A positive company culture whose management lead by example, will build a strong team of employees who are loyal to the brand, more productive, and give more of themselves in their duties and responsibilities.

The spin-off of high engagement is higher customer retention rates, less absenteeism and decreased staff turnover. Not only does company culture affect your expenditure, but also your growth and profit.

1 COMMENT

  1. There are no other comments on your blog, so I’ve decided to offer mine. In one of my posts, I’ve also referenced Kevin Kruse’s material from Forbes (https://beyondphilosophy.com/connecting-satisfaction-behavior-service-profit-chain-employee-engagement-profit-chain-still-work/), but for different reasons. Though I agree that enterprise culture has much to do with both the employee experience and the customer experience, my perspective is that the concept behind Kruse’s ideas – the Service Profit Chain, employee engagement in general, and the influence of engaged employees on customer satisfaction (not customer behavior) – have reached the limits of their useful shelf life.

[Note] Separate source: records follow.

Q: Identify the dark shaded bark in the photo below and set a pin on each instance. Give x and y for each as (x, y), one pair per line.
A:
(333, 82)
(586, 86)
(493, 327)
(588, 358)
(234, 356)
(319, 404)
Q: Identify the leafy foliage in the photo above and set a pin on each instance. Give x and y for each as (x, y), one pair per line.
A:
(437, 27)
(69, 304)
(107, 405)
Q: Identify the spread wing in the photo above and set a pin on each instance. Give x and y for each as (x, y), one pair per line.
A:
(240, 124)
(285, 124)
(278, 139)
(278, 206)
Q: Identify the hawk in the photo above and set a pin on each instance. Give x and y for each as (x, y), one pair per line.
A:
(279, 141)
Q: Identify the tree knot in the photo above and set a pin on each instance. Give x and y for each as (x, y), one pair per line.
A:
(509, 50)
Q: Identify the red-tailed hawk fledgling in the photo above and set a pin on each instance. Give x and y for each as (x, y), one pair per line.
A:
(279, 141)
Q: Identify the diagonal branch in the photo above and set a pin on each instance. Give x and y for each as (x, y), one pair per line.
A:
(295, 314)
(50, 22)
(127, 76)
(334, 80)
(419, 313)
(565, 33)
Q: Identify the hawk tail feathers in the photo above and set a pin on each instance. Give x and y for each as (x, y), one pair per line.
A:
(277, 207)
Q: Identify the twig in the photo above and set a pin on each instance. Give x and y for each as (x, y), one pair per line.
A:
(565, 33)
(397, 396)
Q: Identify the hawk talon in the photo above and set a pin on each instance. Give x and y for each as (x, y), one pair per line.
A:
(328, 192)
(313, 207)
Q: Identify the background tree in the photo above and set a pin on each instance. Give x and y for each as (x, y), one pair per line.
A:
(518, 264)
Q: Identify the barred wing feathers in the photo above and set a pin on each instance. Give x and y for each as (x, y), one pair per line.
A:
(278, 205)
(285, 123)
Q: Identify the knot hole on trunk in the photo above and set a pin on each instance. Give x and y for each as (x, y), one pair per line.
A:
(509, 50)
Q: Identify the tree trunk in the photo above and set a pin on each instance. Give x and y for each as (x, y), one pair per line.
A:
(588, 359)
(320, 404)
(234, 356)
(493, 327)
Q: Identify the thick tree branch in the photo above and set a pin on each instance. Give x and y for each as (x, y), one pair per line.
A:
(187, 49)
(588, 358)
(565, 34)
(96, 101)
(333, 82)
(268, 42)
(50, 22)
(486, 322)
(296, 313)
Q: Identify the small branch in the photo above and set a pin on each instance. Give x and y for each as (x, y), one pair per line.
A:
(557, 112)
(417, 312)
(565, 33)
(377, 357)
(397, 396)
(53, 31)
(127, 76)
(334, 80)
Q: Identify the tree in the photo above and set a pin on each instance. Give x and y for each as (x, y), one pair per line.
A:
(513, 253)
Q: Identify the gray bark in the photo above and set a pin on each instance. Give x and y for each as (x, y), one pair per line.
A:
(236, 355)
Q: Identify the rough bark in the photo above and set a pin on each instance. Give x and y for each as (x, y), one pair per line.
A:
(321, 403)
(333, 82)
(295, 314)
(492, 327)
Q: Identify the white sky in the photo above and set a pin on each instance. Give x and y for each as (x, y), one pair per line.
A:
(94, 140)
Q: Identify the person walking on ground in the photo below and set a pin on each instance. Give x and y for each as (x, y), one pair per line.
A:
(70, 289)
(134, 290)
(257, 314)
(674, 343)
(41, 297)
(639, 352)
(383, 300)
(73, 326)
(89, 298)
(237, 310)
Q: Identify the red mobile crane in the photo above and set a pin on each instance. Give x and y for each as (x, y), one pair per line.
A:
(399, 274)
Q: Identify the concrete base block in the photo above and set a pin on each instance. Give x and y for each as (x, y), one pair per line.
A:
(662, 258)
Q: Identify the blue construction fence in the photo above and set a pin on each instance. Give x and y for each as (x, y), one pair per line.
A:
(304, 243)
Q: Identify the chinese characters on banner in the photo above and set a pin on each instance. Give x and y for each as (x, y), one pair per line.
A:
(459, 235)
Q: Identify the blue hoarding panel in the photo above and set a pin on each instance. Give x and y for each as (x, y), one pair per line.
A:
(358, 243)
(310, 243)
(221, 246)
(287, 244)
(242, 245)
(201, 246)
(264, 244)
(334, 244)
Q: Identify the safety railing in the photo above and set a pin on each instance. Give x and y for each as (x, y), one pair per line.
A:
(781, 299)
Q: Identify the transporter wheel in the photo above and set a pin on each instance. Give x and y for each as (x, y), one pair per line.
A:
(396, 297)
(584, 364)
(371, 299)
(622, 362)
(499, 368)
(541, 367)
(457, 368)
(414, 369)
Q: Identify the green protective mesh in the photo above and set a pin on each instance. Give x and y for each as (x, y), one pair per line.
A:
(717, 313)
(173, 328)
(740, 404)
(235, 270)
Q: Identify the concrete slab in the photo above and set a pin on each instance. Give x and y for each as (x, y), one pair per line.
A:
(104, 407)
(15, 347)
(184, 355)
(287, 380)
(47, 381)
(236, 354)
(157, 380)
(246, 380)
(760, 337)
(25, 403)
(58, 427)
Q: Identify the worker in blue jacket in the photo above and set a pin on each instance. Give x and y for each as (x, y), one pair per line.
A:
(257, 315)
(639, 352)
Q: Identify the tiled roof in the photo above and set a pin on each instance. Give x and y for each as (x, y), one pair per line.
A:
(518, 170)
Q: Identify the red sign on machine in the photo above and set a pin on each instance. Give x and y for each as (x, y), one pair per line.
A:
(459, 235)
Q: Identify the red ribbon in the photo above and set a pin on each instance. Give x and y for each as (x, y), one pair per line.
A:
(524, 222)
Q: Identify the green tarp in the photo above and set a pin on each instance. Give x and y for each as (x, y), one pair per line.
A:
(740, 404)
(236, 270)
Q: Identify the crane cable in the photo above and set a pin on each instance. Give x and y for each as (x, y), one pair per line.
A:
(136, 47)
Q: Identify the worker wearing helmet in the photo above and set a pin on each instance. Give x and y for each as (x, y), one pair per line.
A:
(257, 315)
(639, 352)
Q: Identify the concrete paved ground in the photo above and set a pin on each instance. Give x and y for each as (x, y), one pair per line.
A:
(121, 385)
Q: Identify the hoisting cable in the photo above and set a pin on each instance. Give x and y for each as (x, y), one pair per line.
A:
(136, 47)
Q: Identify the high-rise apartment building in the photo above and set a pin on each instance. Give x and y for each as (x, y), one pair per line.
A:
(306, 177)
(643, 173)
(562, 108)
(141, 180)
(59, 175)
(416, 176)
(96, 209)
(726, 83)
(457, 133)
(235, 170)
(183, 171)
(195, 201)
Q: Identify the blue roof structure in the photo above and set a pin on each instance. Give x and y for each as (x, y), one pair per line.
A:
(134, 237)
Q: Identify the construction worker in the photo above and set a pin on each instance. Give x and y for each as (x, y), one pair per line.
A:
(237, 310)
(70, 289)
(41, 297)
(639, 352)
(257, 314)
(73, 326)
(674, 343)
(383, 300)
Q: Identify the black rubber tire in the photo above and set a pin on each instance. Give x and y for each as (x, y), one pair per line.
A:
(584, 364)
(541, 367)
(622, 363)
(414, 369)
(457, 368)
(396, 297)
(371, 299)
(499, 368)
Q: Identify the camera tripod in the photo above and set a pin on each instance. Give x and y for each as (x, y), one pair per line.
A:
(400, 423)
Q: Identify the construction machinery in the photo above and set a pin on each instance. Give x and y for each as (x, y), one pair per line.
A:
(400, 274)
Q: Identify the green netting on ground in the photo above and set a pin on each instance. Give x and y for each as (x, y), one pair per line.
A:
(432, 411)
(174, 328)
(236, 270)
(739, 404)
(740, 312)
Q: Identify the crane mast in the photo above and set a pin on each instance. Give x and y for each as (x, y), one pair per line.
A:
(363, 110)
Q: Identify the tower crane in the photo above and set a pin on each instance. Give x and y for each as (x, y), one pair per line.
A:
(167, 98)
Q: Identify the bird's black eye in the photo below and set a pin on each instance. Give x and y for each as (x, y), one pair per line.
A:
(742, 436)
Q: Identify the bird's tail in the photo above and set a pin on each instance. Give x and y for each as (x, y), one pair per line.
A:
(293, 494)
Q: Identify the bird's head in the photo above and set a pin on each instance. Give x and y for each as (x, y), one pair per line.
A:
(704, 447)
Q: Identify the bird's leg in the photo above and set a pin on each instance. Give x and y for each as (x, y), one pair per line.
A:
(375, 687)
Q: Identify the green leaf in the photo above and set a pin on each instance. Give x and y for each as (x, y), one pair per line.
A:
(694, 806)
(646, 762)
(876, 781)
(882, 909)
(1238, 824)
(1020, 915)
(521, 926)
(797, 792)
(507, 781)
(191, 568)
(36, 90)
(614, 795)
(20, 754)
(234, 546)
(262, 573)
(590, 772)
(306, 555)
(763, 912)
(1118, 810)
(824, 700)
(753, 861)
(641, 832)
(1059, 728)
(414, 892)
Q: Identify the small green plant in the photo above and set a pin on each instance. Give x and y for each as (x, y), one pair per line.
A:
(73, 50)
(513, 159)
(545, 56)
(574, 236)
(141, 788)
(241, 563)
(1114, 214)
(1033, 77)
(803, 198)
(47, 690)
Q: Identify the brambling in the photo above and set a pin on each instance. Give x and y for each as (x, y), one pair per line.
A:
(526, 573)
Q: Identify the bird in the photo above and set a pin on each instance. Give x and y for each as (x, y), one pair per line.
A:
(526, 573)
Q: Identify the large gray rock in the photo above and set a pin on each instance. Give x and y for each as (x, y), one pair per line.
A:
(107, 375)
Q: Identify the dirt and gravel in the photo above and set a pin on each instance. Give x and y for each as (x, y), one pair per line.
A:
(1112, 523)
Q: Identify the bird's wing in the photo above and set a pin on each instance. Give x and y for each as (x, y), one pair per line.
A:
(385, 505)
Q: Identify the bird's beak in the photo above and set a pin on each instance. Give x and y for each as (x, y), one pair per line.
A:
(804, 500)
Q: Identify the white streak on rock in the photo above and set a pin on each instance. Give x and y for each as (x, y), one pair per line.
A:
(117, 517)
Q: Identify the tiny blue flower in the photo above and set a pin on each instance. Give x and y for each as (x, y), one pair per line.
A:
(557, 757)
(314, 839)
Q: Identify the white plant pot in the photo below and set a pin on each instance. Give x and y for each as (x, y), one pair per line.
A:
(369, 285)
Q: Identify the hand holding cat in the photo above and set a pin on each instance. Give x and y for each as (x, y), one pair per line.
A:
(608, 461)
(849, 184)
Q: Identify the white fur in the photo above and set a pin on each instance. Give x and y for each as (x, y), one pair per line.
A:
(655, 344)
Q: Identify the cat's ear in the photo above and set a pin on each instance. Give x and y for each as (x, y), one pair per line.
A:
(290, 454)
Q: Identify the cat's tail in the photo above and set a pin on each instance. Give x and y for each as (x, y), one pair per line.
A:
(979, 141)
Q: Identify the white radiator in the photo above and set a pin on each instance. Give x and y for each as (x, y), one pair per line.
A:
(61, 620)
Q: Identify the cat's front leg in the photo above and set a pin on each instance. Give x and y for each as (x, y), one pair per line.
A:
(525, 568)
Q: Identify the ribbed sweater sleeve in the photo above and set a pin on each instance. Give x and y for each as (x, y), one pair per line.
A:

    In employee engagement, customers are only an incidental, rather than a central, consideration. Today, cultures, experience design, and financial outcomes are better served by having employees who are committed to the enterprise itself, to its value proposition, and to the customers. This is employee ambassadorship; and some quick searching will uncover my posts, articles, and white papers on the subject. I have just completed the draft manuscript for a new book, rather appropriately titled Employee Ambassadorship, which will be published in the Spring.